My life flashed before my eyes the other day. And not in some high-speed-chase-on-the-highway-kind of flashing, but in that oh-this-may-be-more-serious-than-I-thought kind of flashing. The kind that leaves you stewing in your own imagination, as you’re waiting to hear whether or not things are more serious than you thought. And in my imagination, when there is a hint that things may be more serious than I thought, I immediately take it to the endmost extreme of serious (this is due to the fact that my parents have both dealt with calls telling them things are much more serious than they thought). So, after the phone call, and before the appointment, I had given myself six months to live, used up all the insurance, drained our bank account in medical expenses, undergone surgery, lost my hair, kicked myself for leaving my job three years ago (because I left my insurance plan too), etc. etc. I wondered whether I could trust the hospitals in the area, and whether my mom’s specialist would be willing to treat me, even though he’s in the Midwest and I’m in the Southeast.
On the drive to the doctor’s office, I thought about how I would react if I received the worst possible news, and wondered whether I would find myself praying to God. I prayed all the time when my mother, father and grandmother were battling cancer. After dad and granny died, I stopped. I’ve considered myself a Buddhist since I was a teenager, though this didn’t keep me from praying to “God” (a rather nebulous form in my mind..the word could just as easily be “universe,” or, to a lesser degree, “karma”).
As I sat in the doctor’s office, I found myself in need of a mental focal point. I’d brought a book, but couldn’t bring myself to read it. I thought about the Buddhist phrase, All things that have a beginning, have an ending. Accept this and you will find peace. I expected it to ring hollow, but found it oddly comforting. The origin of suffering is attachment—this is the second of the Four Noble Truths of Buddhism, and something I’ve studied and tried to practice with varying degrees of success. I was pleased to see the philosophy brought a little comfort in a time of need.

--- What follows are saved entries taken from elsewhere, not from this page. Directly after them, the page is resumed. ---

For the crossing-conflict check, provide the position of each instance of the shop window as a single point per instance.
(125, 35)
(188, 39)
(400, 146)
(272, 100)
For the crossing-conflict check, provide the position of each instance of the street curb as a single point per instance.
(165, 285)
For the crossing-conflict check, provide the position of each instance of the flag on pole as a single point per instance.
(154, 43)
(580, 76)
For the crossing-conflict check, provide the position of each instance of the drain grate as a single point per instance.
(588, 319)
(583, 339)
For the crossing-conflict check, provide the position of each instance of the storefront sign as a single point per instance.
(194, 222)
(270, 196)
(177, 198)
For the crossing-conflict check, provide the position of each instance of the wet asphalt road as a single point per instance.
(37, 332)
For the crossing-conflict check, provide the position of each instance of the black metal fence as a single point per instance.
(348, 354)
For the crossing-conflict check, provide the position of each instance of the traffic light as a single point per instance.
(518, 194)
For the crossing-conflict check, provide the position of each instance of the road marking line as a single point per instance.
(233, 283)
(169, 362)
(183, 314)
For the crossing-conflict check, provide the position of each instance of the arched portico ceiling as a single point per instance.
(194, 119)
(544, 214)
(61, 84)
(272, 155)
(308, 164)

On the other side of a room was a woman in a wheelchair; she looked to be in her 80s or 90s. She was with her health care worker and her children. I overheard her daughter say to the nurse that things were not good, but that the situation was to be expected considering the stage of life she was in. A lived life, now lingering and in need of constant care; I thought about people who are in her situation, and people who are in my situation, and the fact that all of this goes on every day, every hour.
I was finally called in for my appointment and found out things weren’t as dire as my imagination had made them. The tests came back in three different parts; While I was primarily concerned that something was wrong with part A, the potential problem is actually with part C. It’s not certain whether there is a problem or not, but it’s something to keep an eye on. When I researched the potential problem on the internet, the information I found indicated the problem has a very high survival rate when dealt with appropriately. (And, more importantly, there may be no problem at all).
Needless to say, I felt nearly euphoric when I left the office. Humbled, thankful, and euphoric.